KPMG Watched as Guptas Moved S. Africa Public Funds for Wedding

(Bloomberg) -- KPMG South Africa failed to raise alarms when businesses controlled by the Gupta family -- friends of President Jacob Zuma -- diverted the equivalent of $3.3 million of public money to pay for a family wedding and their auditing firm, documents show. The country’s regulator for auditors said it will open an investigation.

KPMG was also aware that the family’s companies were categorizing the wedding costs as business expenses, meaning they wouldn’t have to pay tax on them, according to emailed communication. The papers are part of a trove of documents known as the Gupta Leaks, and the amaBhungane Centre for Investigative Journalism posted them on its website Friday with an account of the events. Bloomberg couldn’t independently verify the information.

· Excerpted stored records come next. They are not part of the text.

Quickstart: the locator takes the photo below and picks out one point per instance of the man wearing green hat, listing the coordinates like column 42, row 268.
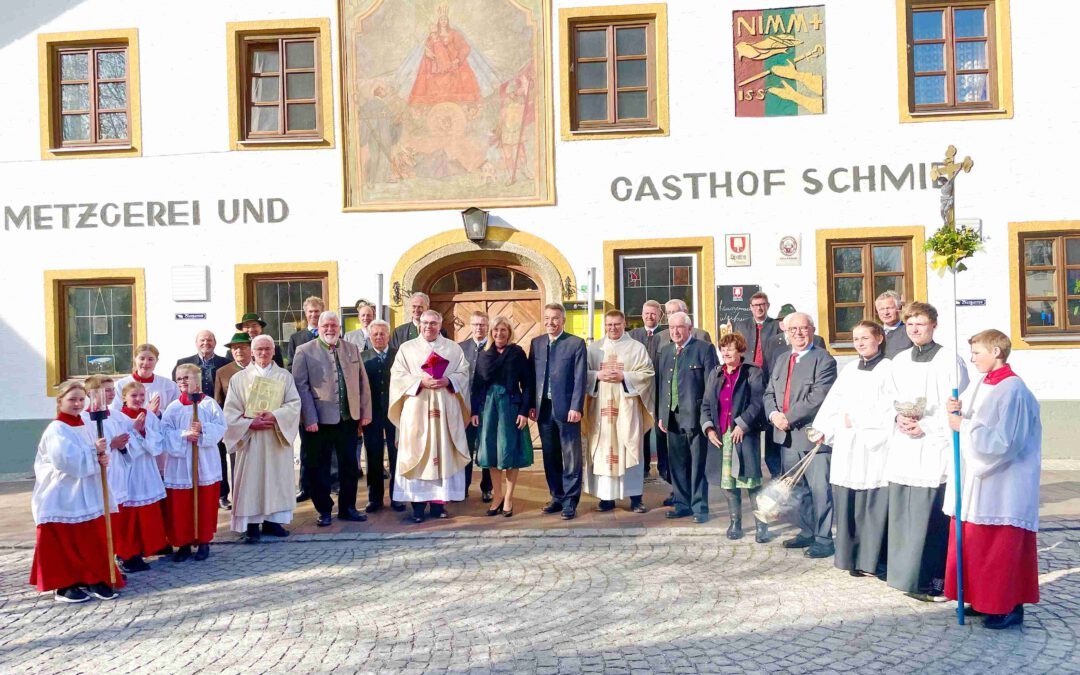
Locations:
column 240, row 355
column 253, row 324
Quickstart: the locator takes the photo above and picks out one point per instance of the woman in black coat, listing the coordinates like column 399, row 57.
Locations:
column 731, row 416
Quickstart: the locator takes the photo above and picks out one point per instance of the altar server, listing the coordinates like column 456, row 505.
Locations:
column 70, row 554
column 1001, row 451
column 920, row 449
column 179, row 431
column 856, row 421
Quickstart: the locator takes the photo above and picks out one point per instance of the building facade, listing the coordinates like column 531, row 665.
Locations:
column 166, row 169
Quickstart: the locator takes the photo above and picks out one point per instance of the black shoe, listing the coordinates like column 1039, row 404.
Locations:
column 820, row 550
column 181, row 554
column 273, row 529
column 761, row 534
column 798, row 542
column 553, row 507
column 734, row 529
column 134, row 564
column 996, row 622
column 102, row 592
column 71, row 595
column 927, row 597
column 352, row 515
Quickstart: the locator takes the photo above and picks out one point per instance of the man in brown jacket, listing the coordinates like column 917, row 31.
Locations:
column 336, row 402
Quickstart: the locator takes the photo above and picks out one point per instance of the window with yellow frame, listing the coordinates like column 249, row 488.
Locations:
column 90, row 94
column 955, row 59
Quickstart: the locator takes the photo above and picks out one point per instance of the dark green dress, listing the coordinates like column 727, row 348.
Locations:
column 501, row 390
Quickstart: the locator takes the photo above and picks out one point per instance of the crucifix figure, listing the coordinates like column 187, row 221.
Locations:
column 944, row 177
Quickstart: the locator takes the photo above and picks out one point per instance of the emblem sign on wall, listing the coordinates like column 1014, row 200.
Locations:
column 780, row 62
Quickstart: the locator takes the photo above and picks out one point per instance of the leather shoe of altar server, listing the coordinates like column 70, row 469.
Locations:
column 273, row 529
column 798, row 541
column 996, row 622
column 820, row 550
column 553, row 507
column 351, row 514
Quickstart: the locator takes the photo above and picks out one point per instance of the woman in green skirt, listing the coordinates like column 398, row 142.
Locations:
column 731, row 415
column 501, row 394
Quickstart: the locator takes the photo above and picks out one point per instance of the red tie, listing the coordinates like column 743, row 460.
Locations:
column 787, row 387
column 757, row 348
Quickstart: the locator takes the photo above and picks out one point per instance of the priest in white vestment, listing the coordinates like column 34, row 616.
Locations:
column 429, row 404
column 618, row 413
column 261, row 442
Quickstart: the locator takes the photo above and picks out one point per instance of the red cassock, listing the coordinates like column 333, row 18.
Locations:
column 1000, row 567
column 69, row 554
column 445, row 75
column 142, row 530
column 179, row 515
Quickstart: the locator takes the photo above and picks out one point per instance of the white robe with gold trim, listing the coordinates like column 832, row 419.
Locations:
column 613, row 467
column 262, row 483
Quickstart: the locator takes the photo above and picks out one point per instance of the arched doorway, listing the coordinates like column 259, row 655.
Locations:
column 493, row 287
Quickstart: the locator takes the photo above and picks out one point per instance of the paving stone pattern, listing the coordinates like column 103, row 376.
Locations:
column 620, row 602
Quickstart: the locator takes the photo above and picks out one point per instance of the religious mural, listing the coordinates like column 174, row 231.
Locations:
column 446, row 104
column 780, row 62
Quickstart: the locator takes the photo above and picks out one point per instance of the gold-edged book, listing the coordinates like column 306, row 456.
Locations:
column 266, row 395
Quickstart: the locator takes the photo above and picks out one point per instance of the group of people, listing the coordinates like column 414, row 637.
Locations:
column 871, row 446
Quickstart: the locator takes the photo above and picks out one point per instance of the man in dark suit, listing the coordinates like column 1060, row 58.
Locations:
column 759, row 333
column 380, row 434
column 312, row 308
column 888, row 306
column 685, row 365
column 649, row 336
column 418, row 304
column 208, row 363
column 472, row 347
column 796, row 389
column 561, row 366
column 335, row 396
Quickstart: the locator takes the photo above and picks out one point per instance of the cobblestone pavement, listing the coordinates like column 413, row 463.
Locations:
column 658, row 601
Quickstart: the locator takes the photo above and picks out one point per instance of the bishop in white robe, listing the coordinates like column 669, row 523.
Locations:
column 620, row 400
column 261, row 443
column 429, row 404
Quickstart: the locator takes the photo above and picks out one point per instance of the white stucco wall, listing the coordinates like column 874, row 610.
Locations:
column 1024, row 171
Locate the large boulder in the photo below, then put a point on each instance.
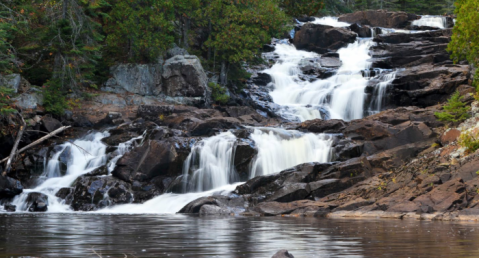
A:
(184, 77)
(322, 38)
(142, 79)
(37, 202)
(16, 82)
(94, 192)
(9, 187)
(154, 158)
(379, 18)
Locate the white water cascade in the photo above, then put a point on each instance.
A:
(81, 157)
(281, 149)
(342, 95)
(211, 164)
(431, 21)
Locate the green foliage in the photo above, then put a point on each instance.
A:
(54, 99)
(138, 31)
(469, 140)
(296, 8)
(464, 44)
(5, 102)
(240, 28)
(218, 93)
(455, 110)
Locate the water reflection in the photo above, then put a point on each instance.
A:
(78, 235)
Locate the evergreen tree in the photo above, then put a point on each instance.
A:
(239, 28)
(464, 44)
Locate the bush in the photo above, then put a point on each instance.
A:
(54, 99)
(218, 93)
(469, 140)
(5, 101)
(454, 111)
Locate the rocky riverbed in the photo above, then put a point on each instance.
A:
(391, 158)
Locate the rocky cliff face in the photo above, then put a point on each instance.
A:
(398, 162)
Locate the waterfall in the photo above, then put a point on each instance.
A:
(81, 156)
(431, 21)
(210, 163)
(341, 96)
(380, 91)
(280, 149)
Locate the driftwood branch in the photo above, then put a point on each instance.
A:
(46, 137)
(13, 153)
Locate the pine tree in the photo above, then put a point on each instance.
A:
(464, 44)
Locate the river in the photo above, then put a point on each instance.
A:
(81, 235)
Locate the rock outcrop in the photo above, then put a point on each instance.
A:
(322, 38)
(184, 76)
(379, 18)
(141, 79)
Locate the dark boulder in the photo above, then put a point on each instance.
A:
(82, 121)
(92, 193)
(50, 124)
(323, 126)
(9, 187)
(154, 158)
(10, 208)
(282, 254)
(37, 202)
(362, 31)
(379, 18)
(322, 38)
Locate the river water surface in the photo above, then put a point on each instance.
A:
(81, 235)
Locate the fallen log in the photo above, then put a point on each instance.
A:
(15, 146)
(46, 137)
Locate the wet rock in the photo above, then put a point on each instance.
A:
(323, 126)
(379, 18)
(92, 193)
(215, 205)
(50, 124)
(152, 159)
(447, 197)
(81, 121)
(10, 208)
(184, 76)
(330, 62)
(450, 136)
(37, 202)
(322, 38)
(283, 254)
(244, 155)
(176, 51)
(262, 79)
(9, 187)
(362, 31)
(142, 79)
(278, 208)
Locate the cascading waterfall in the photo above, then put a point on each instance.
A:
(81, 157)
(341, 96)
(211, 164)
(281, 149)
(431, 21)
(380, 92)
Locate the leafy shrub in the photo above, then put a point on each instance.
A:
(218, 93)
(454, 111)
(469, 140)
(5, 101)
(54, 99)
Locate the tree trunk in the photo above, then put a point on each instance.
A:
(13, 153)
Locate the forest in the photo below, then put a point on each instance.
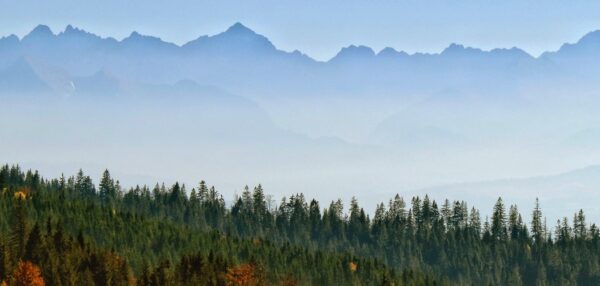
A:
(71, 231)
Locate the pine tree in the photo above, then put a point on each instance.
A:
(498, 229)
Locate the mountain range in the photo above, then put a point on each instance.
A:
(235, 108)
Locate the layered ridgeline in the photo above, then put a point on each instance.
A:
(71, 231)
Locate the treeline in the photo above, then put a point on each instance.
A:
(70, 232)
(160, 230)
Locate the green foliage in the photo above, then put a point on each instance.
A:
(162, 236)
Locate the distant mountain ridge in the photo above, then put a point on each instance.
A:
(246, 38)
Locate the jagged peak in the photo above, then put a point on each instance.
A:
(239, 28)
(389, 51)
(40, 31)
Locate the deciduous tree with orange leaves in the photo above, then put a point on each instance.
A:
(243, 275)
(27, 274)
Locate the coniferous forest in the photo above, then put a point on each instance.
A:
(71, 231)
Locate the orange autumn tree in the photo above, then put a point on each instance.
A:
(243, 275)
(27, 274)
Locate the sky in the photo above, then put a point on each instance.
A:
(321, 28)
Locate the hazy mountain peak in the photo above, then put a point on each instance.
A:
(136, 38)
(455, 49)
(591, 38)
(354, 52)
(237, 37)
(239, 28)
(12, 38)
(40, 31)
(391, 52)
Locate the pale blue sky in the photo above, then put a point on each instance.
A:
(321, 28)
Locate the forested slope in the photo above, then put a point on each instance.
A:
(76, 232)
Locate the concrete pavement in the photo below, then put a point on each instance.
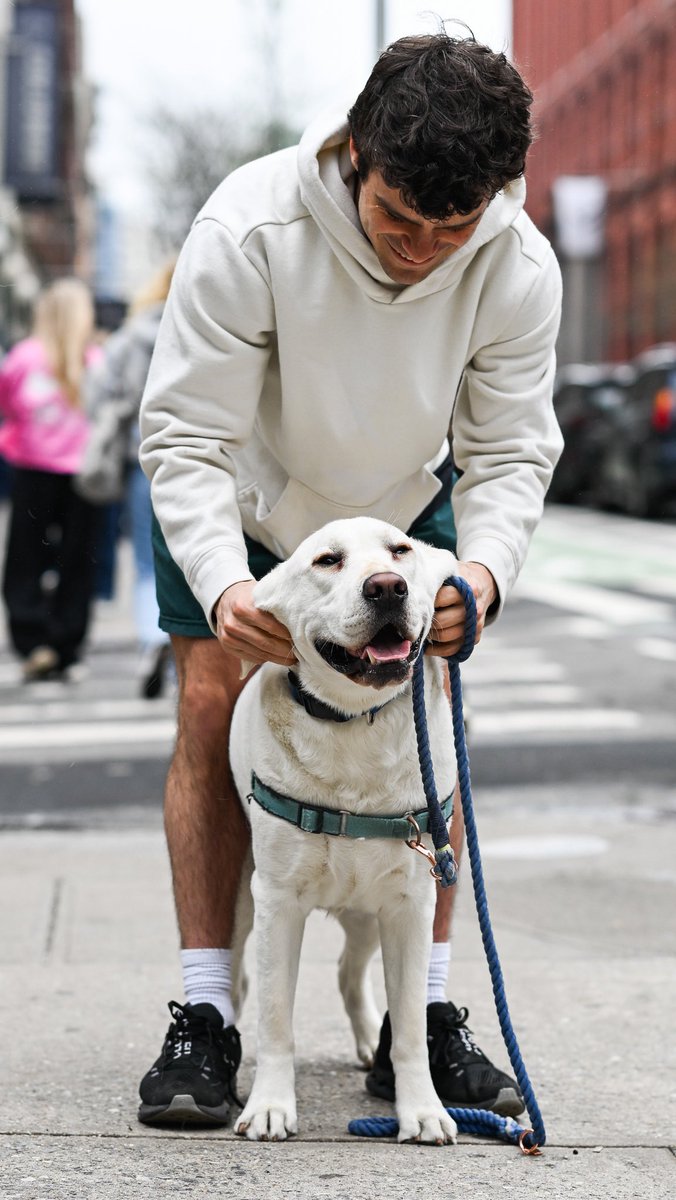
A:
(582, 900)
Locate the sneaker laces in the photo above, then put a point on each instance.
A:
(192, 1037)
(450, 1041)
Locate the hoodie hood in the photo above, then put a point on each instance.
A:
(327, 186)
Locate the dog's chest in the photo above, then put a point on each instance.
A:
(335, 874)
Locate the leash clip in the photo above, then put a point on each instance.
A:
(528, 1150)
(418, 844)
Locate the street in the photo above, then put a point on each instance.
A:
(573, 761)
(572, 694)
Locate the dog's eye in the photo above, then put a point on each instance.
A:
(328, 561)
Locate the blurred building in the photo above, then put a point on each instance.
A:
(45, 121)
(602, 175)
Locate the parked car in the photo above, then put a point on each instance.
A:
(636, 472)
(588, 399)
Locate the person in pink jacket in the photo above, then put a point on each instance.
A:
(49, 564)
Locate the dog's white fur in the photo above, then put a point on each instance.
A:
(376, 888)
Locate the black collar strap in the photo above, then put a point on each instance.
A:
(341, 823)
(324, 712)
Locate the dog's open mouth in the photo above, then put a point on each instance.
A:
(387, 658)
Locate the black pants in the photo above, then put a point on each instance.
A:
(51, 563)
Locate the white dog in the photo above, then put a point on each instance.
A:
(358, 599)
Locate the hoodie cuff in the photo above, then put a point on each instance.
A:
(497, 558)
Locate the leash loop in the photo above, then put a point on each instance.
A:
(530, 1140)
(468, 1120)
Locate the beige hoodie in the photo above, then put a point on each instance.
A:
(293, 383)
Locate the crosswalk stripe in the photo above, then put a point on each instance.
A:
(617, 607)
(22, 737)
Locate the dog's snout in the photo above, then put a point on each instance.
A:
(386, 588)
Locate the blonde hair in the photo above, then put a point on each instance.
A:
(64, 323)
(156, 291)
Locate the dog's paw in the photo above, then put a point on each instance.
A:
(426, 1123)
(267, 1120)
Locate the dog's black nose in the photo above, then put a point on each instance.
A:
(386, 588)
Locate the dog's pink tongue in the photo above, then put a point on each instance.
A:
(387, 652)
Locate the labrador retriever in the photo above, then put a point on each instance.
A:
(358, 598)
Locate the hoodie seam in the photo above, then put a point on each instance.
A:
(514, 316)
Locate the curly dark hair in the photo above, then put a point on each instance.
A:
(444, 120)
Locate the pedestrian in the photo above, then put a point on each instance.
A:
(335, 307)
(51, 555)
(111, 469)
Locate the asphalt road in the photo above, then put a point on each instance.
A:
(572, 694)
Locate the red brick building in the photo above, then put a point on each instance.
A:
(604, 77)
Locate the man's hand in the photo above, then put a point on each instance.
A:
(447, 634)
(249, 633)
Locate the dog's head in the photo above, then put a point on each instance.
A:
(358, 599)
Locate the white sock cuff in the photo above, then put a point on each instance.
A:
(205, 957)
(437, 972)
(207, 979)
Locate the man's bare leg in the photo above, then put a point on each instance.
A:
(193, 1079)
(207, 829)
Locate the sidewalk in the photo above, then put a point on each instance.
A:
(581, 899)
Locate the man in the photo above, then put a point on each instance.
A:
(334, 309)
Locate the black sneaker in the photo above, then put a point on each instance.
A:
(193, 1078)
(461, 1073)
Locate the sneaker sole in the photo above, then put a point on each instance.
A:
(506, 1104)
(184, 1110)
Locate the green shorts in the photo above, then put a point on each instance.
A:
(183, 615)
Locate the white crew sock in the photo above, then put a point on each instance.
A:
(437, 972)
(207, 978)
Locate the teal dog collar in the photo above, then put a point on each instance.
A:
(340, 823)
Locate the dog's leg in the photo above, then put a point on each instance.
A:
(362, 941)
(405, 939)
(269, 1114)
(243, 927)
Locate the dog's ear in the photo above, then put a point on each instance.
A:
(269, 592)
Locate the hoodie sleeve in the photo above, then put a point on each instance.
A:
(201, 402)
(506, 438)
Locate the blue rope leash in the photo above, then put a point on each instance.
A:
(467, 1120)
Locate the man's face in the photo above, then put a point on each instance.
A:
(408, 246)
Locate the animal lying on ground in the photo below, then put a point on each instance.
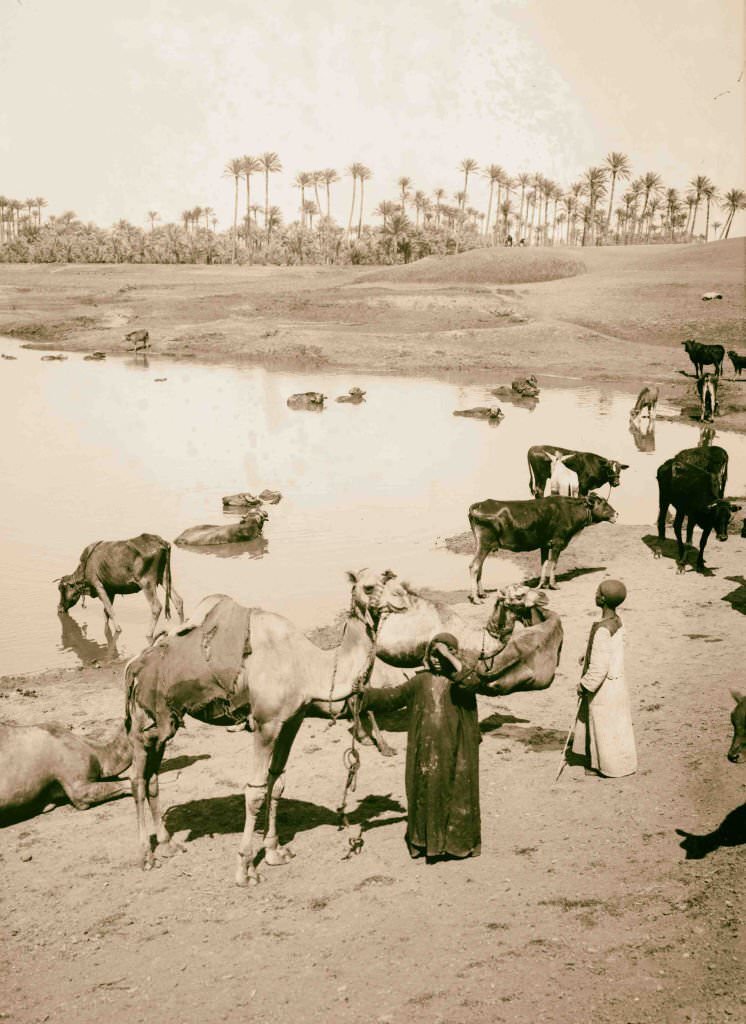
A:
(737, 753)
(354, 395)
(704, 355)
(544, 523)
(593, 470)
(38, 761)
(228, 665)
(695, 486)
(562, 479)
(247, 528)
(111, 567)
(138, 340)
(307, 399)
(505, 660)
(707, 391)
(739, 361)
(481, 413)
(647, 402)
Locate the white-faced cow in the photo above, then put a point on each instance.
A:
(694, 482)
(704, 355)
(593, 470)
(546, 524)
(111, 567)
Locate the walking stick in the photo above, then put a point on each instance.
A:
(563, 763)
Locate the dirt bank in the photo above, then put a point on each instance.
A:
(585, 894)
(611, 314)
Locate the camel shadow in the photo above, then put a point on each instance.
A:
(669, 549)
(731, 832)
(225, 815)
(737, 597)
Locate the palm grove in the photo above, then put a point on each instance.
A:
(605, 206)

The unfolding scandal of how the Gupta family used its closeness with Zuma to win billions of rand worth of contracts from state-owned companies and influence government appointments and decisions has led to challenges to the president’s leadership -- including failed no-confidence votes -- and has weakened the currency.

Global consultancy KPMG’s clean audit of Gupta family companies is at odds with its description of itself on its website as a market leader in money-laundering prevention. Moses Kgosana, KPMG South Africa’s then chief executive officer, said by phone Friday that the auditor hadn’t known about the payments. It would have been obliged to raise them with the Independent Regulatory Board for Auditors, had it known, he said.

Relationship Ended

KPMG ended its 15-year relationship with the Gupta family two years ago, after the state’s graft ombudsman initiated an investigation into their dealings. KPMG told amaBhungane it was “satisfied that at no stage was independence impaired.” Because of confidentiality constraints, “we cannot respond to your questions and request that you direct the same to our former client,” KPMG said.

KPMG spokesman Nqubeko Sibiya said he may respond to emailed questions but had no immediate comment. Zuma’s spokesman, Bongani Ngqulunga, didn’t respond to calls to his mobile phone. Gupta family spokesman Gary Naidoo didn’t respond to a phone message.

The money for the country’s most high-profile wedding of recent years went from the rural Free State province’s government, via an agricultural project, to bank accounts in the United Arab Emirates and back to Gupta business accounts in South Africa, amaBhungane said.

The wedding was held in the luxury Sun City resort about two hours west of Johannesburg over four days in April and May 2013. On July 31, the family-controlled Linkway Trading sent an invoice for 30 million rand, or $3.3 million to another Gupta-controlled company in the U.A.E. called Accurate Investments Ltd.. It itemized everything from chocolate truffles to fireworks, according to a copy of the invoice.

Account Transfers

Over the next six weeks, a series of transfers from one Gupta-controlled company to another took place. The Guptas’ Estina farming project in the Free State, which had obtained the funds from the provincial government, transferred $5 million to U.A.E. bank accounts held by two separate Gupta-controlled companies. Both of them transferred about $3.4 million to Accurate, which in turn paid Linkway. The record of transactions is based on a spreadsheet of payments posted by amaBhungane.

Calls to the Free State agricultural department’s media office didn’t connect.

A KPMG audit of Linkway posted by amaBhungane and emails between KPMG and Linkway executives show that the auditors were aware of the payments and didn’t raise any concerns.

The leaked emails also show that Kgosana -- who left in 2015 -- was one of the wedding guests.

“All this money laundering that has surfaced did not go through the books that KPMG audited,” said Kgosana, who takes over as chairman of financial-services firm Alexander Forbes Group Holdings Ltd. on Aug. 31. “There was no way that KPMG could’ve seen the transactions. Hindsight is a wonderful thing.”

South Africa’s Independent Regulatory Board for Auditors said that news reports about the transactions prompted it to open a probe into KPMG’s audit of Linkway. It added that it had informed both the auditors and the firm of its plan.